Como si fuéramos por el corredor de la muerte, caminamos por el pasillo bajo la atenta mirada de los guardias del otro lado del cristal. Avery abre marcha, dobla un recodo y llegamos a la zona de recepción. Allí nos recibe un hombre de mediana edad, fornido y calvo, que viste uniforme de alguacil y lleva unas botas en las que están remetidas las perneras de los pantalones. De su cintura cuelga un manojo de llaves. Avanza hacia Jonah.

– Échese hacia adelante, con las manos en la pared.

Jonah me mira. Yo no puedo hacer más que asentir.

– Dentro de un momento le leeré sus derechos -dice Avery.

El guardia coloca a Jonah en posición. Le separa los pies y le registra los bolsillos. Mete en un sobre todo lo que encuentra.

– Eso es su medicina para la tensión -dice Mary-. La necesita.

– Nos ocuparemos de que la tome -dice Avery.

El guardia hace que Jonah se enderece y luego lo esposa con las manos a la espalda.

– ¿Es eso necesario? -pregunto.

– Es la norma -responde el guardia.

Cuando nosotros nos marchemos, lo harán desnudarse, probablemente le registrarán las cavidades corporales, lo obligarán a ducharse, lo necesite o no, y le darán un mono carcelario.

– ¿Podemos hablar un momento antes de que se lo lleve?

El guardia mira a Avery antes de contestar.

– Pueden meterse ahí. -Avery señala una de las celdas de detención, una habitación de hormigón con una gruesa ventanilla de cristal blindado y puerta de acero.

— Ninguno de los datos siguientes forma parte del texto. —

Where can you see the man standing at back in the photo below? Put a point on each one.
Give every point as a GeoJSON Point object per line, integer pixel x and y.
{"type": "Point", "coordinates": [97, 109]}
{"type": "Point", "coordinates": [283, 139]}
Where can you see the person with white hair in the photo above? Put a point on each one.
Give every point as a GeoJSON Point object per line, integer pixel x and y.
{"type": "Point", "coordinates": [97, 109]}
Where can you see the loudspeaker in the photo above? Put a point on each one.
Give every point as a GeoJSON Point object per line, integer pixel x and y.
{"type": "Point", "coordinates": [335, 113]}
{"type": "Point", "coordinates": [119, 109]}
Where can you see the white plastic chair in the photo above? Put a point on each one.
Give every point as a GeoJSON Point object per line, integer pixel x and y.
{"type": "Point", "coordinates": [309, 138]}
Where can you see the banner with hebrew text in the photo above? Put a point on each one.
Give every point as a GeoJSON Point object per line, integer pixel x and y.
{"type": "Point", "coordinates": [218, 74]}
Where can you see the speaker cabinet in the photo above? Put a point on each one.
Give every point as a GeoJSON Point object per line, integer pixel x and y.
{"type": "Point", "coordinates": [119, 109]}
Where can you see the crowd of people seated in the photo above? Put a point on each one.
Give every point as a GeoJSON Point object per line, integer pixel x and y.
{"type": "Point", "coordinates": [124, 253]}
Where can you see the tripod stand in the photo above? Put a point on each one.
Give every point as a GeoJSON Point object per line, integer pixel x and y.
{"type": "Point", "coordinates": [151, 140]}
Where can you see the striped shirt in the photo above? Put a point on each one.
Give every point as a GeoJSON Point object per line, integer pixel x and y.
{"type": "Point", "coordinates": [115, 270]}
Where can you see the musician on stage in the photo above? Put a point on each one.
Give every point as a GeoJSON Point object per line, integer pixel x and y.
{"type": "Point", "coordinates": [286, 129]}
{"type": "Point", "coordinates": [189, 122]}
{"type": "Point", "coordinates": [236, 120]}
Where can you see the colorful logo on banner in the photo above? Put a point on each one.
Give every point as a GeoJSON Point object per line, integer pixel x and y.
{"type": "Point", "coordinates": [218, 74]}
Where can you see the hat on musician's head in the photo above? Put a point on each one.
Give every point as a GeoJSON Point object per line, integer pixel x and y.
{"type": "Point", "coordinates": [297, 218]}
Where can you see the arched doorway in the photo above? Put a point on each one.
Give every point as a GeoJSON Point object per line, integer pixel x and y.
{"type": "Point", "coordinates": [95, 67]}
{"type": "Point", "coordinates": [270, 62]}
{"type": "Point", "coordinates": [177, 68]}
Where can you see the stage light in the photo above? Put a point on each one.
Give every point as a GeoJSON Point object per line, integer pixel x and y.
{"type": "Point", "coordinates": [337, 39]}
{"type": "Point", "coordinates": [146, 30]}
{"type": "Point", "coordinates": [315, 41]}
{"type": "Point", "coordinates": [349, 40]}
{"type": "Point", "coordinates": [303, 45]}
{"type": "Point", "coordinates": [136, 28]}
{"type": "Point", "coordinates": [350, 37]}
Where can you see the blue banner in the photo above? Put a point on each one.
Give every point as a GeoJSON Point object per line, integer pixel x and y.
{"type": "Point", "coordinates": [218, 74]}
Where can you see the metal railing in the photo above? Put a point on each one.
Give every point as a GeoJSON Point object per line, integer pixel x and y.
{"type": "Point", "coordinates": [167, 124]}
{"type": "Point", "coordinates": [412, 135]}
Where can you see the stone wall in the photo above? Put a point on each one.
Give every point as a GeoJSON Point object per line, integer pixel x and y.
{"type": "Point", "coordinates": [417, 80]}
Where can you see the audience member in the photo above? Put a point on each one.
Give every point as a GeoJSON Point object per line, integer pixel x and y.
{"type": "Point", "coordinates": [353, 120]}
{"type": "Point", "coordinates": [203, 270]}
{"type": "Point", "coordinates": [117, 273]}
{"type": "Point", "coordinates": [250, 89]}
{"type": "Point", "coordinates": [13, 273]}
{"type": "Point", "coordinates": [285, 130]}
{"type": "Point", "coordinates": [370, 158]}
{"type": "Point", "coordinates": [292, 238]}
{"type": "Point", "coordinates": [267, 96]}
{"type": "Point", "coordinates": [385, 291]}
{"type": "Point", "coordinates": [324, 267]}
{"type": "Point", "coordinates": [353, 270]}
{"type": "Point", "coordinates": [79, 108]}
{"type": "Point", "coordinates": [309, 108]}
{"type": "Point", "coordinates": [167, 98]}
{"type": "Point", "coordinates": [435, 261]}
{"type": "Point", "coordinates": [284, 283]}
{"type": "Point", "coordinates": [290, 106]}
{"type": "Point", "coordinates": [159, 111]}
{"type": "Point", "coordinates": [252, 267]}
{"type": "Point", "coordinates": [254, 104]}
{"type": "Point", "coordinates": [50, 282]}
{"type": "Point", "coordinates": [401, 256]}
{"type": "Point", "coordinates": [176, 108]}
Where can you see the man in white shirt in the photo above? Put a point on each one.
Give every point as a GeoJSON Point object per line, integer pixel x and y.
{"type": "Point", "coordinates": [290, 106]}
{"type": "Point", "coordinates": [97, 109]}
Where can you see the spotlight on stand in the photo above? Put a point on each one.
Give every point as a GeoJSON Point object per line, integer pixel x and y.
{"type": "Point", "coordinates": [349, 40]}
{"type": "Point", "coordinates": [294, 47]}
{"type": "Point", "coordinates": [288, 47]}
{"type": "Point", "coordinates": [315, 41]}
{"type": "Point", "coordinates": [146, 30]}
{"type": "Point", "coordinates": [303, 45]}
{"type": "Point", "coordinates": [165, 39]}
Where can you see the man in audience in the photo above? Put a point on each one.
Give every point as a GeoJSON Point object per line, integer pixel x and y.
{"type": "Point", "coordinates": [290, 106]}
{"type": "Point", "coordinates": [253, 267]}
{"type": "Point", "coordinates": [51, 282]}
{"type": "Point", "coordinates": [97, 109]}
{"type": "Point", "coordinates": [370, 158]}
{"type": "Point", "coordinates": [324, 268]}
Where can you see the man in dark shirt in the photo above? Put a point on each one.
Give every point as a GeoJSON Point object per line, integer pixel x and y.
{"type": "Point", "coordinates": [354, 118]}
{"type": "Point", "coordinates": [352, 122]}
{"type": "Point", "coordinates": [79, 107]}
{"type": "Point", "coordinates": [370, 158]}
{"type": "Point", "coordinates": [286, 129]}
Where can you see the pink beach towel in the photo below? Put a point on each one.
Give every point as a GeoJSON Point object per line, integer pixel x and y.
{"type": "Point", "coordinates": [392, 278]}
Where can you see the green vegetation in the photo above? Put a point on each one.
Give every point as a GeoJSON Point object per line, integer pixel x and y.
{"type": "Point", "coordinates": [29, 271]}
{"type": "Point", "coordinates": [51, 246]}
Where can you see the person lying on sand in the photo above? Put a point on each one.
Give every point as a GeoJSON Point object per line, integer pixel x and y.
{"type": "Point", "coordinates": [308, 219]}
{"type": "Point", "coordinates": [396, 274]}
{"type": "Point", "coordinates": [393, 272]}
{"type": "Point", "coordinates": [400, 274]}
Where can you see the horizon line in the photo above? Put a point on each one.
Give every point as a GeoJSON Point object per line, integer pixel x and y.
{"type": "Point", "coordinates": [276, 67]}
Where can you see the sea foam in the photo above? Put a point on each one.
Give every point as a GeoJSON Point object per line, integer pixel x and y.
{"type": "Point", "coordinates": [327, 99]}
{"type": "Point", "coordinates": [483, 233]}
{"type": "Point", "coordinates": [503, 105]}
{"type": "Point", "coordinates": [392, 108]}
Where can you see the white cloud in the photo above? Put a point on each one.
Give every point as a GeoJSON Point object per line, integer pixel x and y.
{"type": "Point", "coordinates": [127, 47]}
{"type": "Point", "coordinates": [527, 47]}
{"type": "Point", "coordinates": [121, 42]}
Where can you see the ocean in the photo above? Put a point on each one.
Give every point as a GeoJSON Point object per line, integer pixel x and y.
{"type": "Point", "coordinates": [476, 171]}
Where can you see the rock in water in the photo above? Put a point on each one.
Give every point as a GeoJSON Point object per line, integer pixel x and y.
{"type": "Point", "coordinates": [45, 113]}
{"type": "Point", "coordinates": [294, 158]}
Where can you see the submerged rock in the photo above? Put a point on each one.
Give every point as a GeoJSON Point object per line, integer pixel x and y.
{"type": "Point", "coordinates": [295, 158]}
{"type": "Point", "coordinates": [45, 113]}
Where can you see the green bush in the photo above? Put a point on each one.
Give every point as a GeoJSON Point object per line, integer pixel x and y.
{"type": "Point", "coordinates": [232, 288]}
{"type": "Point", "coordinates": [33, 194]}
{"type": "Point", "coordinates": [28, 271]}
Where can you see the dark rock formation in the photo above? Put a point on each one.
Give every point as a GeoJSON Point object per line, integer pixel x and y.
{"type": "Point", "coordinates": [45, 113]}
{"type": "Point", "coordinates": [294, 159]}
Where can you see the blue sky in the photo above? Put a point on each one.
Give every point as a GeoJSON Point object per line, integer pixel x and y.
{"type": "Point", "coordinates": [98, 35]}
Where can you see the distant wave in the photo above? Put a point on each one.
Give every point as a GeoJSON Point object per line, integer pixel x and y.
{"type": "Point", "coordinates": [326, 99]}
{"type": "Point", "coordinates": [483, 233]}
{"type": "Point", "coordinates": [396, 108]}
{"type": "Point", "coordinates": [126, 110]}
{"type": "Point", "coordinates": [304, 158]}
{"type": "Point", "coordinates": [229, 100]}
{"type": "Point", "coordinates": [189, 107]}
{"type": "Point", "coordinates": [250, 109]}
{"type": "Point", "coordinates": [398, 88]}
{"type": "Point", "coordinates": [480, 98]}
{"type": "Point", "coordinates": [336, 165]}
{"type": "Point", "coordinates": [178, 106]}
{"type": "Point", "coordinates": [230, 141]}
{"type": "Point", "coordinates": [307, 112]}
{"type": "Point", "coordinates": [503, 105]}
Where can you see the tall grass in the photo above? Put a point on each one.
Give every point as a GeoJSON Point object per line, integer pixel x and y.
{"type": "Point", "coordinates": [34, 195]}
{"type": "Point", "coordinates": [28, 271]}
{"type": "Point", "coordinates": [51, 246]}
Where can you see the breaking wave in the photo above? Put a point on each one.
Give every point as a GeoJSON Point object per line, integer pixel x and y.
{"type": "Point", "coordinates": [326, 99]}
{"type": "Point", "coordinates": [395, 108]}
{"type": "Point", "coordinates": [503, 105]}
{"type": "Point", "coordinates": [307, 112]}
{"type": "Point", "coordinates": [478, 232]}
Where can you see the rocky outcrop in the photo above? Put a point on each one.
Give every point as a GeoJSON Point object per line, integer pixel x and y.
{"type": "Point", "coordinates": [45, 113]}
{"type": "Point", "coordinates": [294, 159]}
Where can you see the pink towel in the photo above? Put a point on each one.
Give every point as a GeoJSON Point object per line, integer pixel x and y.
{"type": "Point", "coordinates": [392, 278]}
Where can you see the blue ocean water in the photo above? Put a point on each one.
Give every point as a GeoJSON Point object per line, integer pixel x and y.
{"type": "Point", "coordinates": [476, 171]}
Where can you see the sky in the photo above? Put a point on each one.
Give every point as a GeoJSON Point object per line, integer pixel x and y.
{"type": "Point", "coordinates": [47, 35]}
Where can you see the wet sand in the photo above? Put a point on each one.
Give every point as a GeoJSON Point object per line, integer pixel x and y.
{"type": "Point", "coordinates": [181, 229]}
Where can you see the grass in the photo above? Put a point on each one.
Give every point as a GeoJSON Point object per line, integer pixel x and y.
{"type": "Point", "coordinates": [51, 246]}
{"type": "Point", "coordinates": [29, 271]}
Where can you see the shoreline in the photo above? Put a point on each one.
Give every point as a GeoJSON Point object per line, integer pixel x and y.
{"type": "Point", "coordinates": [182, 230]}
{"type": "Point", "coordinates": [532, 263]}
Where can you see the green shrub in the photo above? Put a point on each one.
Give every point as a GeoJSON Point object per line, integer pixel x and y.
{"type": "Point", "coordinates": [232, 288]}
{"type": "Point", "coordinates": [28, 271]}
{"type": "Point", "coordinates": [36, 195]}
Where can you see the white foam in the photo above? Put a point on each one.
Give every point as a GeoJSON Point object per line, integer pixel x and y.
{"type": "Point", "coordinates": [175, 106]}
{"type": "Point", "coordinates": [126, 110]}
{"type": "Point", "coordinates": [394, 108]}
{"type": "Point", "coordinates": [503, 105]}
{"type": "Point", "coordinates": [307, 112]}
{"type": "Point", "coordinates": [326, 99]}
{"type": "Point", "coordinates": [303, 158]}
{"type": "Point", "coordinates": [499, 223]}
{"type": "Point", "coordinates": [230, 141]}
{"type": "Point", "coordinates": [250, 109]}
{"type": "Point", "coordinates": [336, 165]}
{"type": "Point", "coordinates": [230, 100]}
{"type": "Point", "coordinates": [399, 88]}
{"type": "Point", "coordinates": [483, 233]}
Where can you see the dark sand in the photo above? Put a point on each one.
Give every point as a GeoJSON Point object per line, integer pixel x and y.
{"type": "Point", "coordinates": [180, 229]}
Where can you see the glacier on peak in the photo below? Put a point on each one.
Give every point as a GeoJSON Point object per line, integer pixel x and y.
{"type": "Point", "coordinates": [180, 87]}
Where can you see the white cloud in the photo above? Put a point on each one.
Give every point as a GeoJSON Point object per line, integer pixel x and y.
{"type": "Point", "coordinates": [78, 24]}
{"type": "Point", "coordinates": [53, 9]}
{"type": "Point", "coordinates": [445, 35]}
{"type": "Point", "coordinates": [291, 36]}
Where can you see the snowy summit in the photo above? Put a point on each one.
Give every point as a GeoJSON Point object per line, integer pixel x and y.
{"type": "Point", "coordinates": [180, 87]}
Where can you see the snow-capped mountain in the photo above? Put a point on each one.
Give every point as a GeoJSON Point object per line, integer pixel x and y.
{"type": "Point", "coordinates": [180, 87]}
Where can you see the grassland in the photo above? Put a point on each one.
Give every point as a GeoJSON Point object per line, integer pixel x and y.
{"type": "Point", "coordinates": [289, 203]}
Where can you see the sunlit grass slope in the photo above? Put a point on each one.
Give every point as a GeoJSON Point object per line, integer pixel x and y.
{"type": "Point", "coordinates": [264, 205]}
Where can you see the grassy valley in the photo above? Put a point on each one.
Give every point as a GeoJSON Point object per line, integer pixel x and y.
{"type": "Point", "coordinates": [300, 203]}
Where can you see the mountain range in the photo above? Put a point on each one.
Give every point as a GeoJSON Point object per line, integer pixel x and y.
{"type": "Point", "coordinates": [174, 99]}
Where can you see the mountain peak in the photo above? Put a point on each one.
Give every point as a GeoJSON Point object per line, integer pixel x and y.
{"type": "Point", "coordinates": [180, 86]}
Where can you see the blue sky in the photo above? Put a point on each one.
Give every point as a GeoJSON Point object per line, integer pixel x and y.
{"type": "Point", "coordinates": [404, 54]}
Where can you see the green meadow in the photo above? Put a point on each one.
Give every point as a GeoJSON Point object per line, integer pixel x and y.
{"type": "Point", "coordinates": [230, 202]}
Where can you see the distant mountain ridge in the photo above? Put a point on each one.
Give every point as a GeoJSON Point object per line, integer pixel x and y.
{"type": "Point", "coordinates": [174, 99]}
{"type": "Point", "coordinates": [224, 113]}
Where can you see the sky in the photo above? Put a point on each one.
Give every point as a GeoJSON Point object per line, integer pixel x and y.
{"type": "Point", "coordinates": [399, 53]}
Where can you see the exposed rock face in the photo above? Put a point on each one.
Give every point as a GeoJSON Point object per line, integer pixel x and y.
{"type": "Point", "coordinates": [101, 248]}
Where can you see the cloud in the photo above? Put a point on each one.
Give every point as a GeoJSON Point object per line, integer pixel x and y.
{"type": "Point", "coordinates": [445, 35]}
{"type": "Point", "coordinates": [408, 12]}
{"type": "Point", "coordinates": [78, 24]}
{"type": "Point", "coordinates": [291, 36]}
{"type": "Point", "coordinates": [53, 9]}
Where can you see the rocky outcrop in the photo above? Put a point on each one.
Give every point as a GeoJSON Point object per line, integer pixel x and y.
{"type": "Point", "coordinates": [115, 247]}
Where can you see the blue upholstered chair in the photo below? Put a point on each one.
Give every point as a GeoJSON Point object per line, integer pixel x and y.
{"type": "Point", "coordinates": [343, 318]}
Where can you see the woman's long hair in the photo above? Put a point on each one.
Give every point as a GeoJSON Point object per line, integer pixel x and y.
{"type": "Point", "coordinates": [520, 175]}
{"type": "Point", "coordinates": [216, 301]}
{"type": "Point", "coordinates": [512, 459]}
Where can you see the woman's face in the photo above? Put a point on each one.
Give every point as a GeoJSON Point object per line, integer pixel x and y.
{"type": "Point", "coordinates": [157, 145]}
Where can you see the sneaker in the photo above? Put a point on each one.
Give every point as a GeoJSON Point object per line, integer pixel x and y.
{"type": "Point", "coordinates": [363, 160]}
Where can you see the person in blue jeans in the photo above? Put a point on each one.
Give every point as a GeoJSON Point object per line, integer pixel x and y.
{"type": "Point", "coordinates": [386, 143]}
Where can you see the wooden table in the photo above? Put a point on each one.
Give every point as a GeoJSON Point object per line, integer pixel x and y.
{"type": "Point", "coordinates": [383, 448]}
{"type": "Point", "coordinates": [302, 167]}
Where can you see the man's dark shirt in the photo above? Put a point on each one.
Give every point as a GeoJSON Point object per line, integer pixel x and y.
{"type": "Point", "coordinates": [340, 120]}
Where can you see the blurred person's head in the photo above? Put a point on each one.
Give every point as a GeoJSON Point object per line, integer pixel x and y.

– Harry, ¿por qué no te llevas a Mary al coche?

– No, quiero quedarme.

– Es preferible que te vayas -le digo.

Ella va a oponerse, pero Jonah la interrumpe.

– Me lo prometiste -dice-. Me prometiste que no harías escenas.

Ella se echa a llorar, avanza un paso y rodea con los brazos a su marido. Él no puede corresponder al abrazo, pero la besa en la mejilla y le acaricia el cuello con la barbilla. El abrazo de Mary es como un cepo cerrado en torno a él. Ella casi le hace perder el equilibrio, y el guardia tiene que agarrarlo por un codo para que no se caiga. Harry se adelanta y coge a Mary por un brazo. Jonah le susurra algo al oído, pero sus palabras llegan hasta nosotros.